Take away debt ceiling weapon
We can fix the current mess by flooding House politicians with calls demanding an end to this nonsense if they ever want to be re-elected.
We can prevent this from happening in the future with two actions that take away their weapon — a flawed budget process designed to facilitate political manipulation.
Congress hasn't passed a budget for years, and in addition to shutdowns, this generally makes government operations even more inefficient. So, the first action is to ensure future budgets are passed on time by changing the law to automatically extend any budget (indexed for inflation) for another year when a new budget isn't enacted by October.
The second step is to eliminate the debt ceiling. For most of American history, we have had no debt ceiling, and only one other constitutional country has one. Clearly, it is of no use in controlling spending. For many years prior to 1995, the debt limit was increased in conjunction with spending bills that required such an increase. Creating a separate debt ceiling process in 1995 also created an effective weapon for political obstructionists. Since debt is an integral part of budget development, eliminating a separate ceiling is more efficient and also prevents the recurring crisis.
Jerry Stephens, Riverview
Affordable Care Act
Call it by its right name
I am tired of reading and hearing the word "Obamacare." It is the Affordable Care Act. It is the law. It has been voted on, signed by the president of the United States and upheld by the Supreme Court.
The term "Obamacare" was created as a putdown of the president and the law by Republicans and tea party extremists who are holding the nation hostage. I respectfully request that the journalists at the Tampa Bay Times stop using the term.
Maybe you could start a trend.
Donna McGill, St. Pete Beach
Amazon center on way | Oct. 11
Giveaways and blackmail
A national tax cheat has wrested significant concessions from the state in order to bring some jobs here. Our "jobs" governor thinks nothing of lavishing taxpayer money on corporations who could easily have been required to collect and remit sales taxes while for years they hurt local retailers. This government is "conservative"?
We have morphed from a state that looks after people with tax levies and spending to looking after multibillion corporations, hoping they will eventually repay the money given to them as blackmail. Anybody remember luring MCI to open a call center here? What did that boondoggle cost the taxpayers? What was the net loss or benefit?
Bob Tankel, Dunedin
On the road to congestion
There seems to be jubilation over Amazon selecting Ruskin as its new distribution center. However, this warehouse will employ at least 1,000 people, and since it's an online sales operation you can pretty much assume it will be a 24/7 operation.

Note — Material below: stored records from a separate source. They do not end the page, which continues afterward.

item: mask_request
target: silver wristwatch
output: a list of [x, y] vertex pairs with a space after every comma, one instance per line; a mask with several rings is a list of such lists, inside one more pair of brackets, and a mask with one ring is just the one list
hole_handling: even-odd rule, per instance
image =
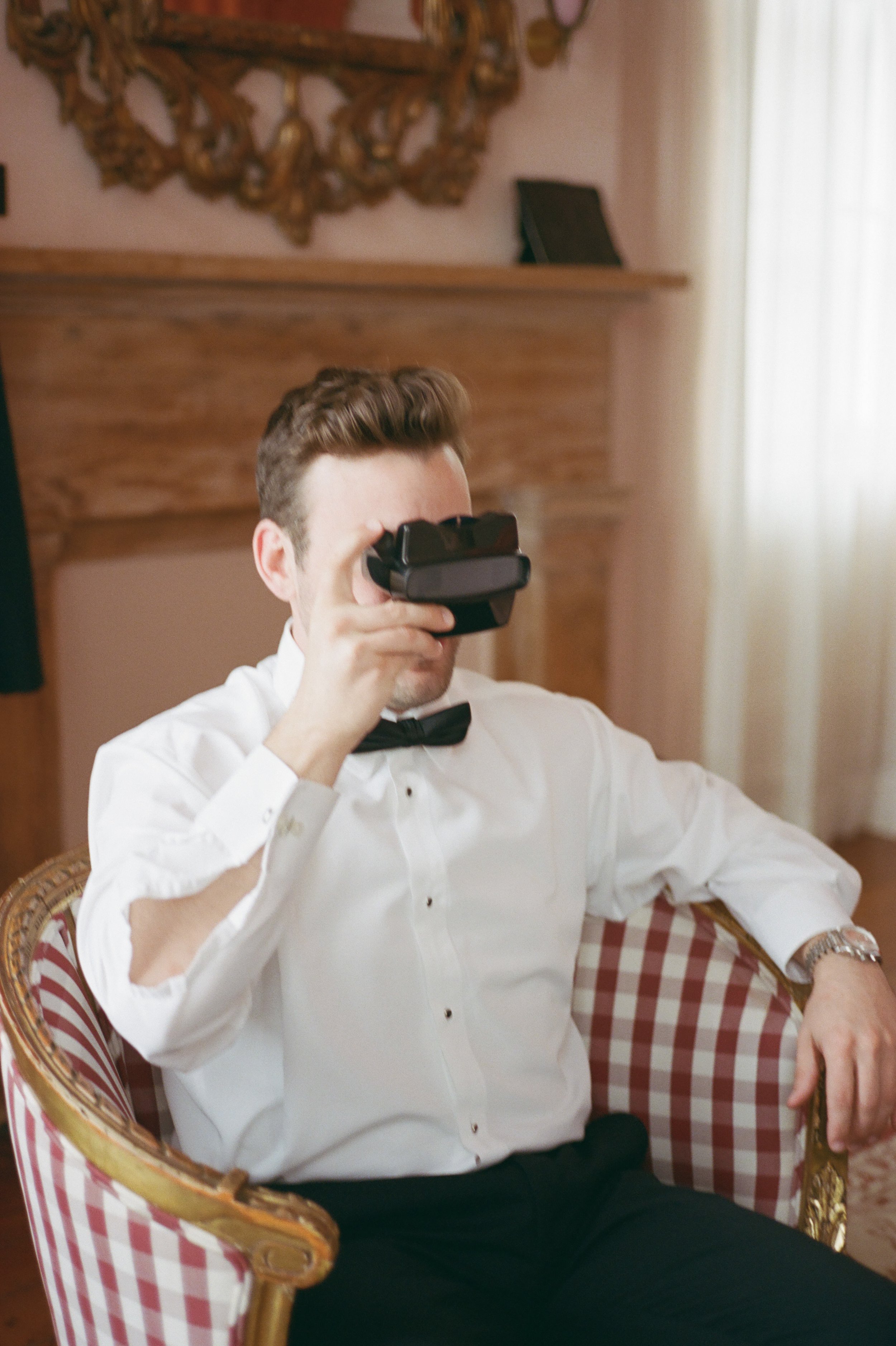
[[817, 935], [802, 958], [803, 969], [810, 977], [815, 964], [826, 953], [845, 953], [848, 958], [858, 958], [860, 962], [881, 962], [877, 940], [861, 926], [844, 926], [842, 930], [825, 930]]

That means you have several hundred people commuting at different times of the day and night, and that's not including the pickup and delivery trucks, semitrailer trucks, etc. You think the traffic gets congested when the snowbirds return? Just wait for this addition to traffic on State Road 674. Has everyone forgotten that in the middle of all this is Sun City Center, a senior retirement community?
In addition let's not forget those Amazon tax incentives will mean that the widening of SR 674, additional street lighting, traffic signals, etc., will need to be paid by someone, and guess whose tax bill that will be passed on to.
Bob Kelly, Sun City Center
Striking it rich
I am certainly delighted that Amazon has decided to erect a new warehouse in the Ruskin area of Tampa Bay. The prospect of new jobs, a boost to the local economy, and increased revenues for the state of Florida appear to be good things for the area in general.
However, their appears to be a huge golden parachute for somebody with the transaction reported by the Tampa Bay Times. An 80-acre parcel of basic agricultural land was reported purchased for $14.6 million. That is $182,500 per acre for this warehouse site. Similar property across the state goes for more like $3,000 an acre.
Gerald R. Bell, Wimauma
For big businesses, the tea party is over Oct. 11, Daniel Ruth column
People are not upset that the government isn't open to approve breweries. They are upset that government is involved at all. One brewery can't open because they are waiting for the government to approve their label. Here in Florida people are being told they need government permission to go kayaking in Florida Bay.
The shutdown illustrates what a bad idea it is to put the federal government in charge of such things in the first place. Privately run parks are doing just fine, thank you, and I'm pretty sure life could go on without government-approved beer bottle labels.
The Department of Education has tripled spending for a zero percent increase in student performance. Get the federal government out of these things — then politicians wouldn't be able to hold the rest of us hostage with a "shutdown."
Chris Johnson, Clearwater
Scott's budget chief says $500M tax cut could work | Oct. 2
Hallmarks of decline
Is the United States becoming a Third World country? Are we headed in that direction?
Many of the hallmarks of a poor country are readily evident, such as homeless people in the streets, deteriorating infrastructure like bridges and roads, hungry children, questionable education, people unable to afford health care, inadequate safety nets, an erratic government — the list goes on.
And our politicians' answer to these severe challenges is an ironic "more tax cuts."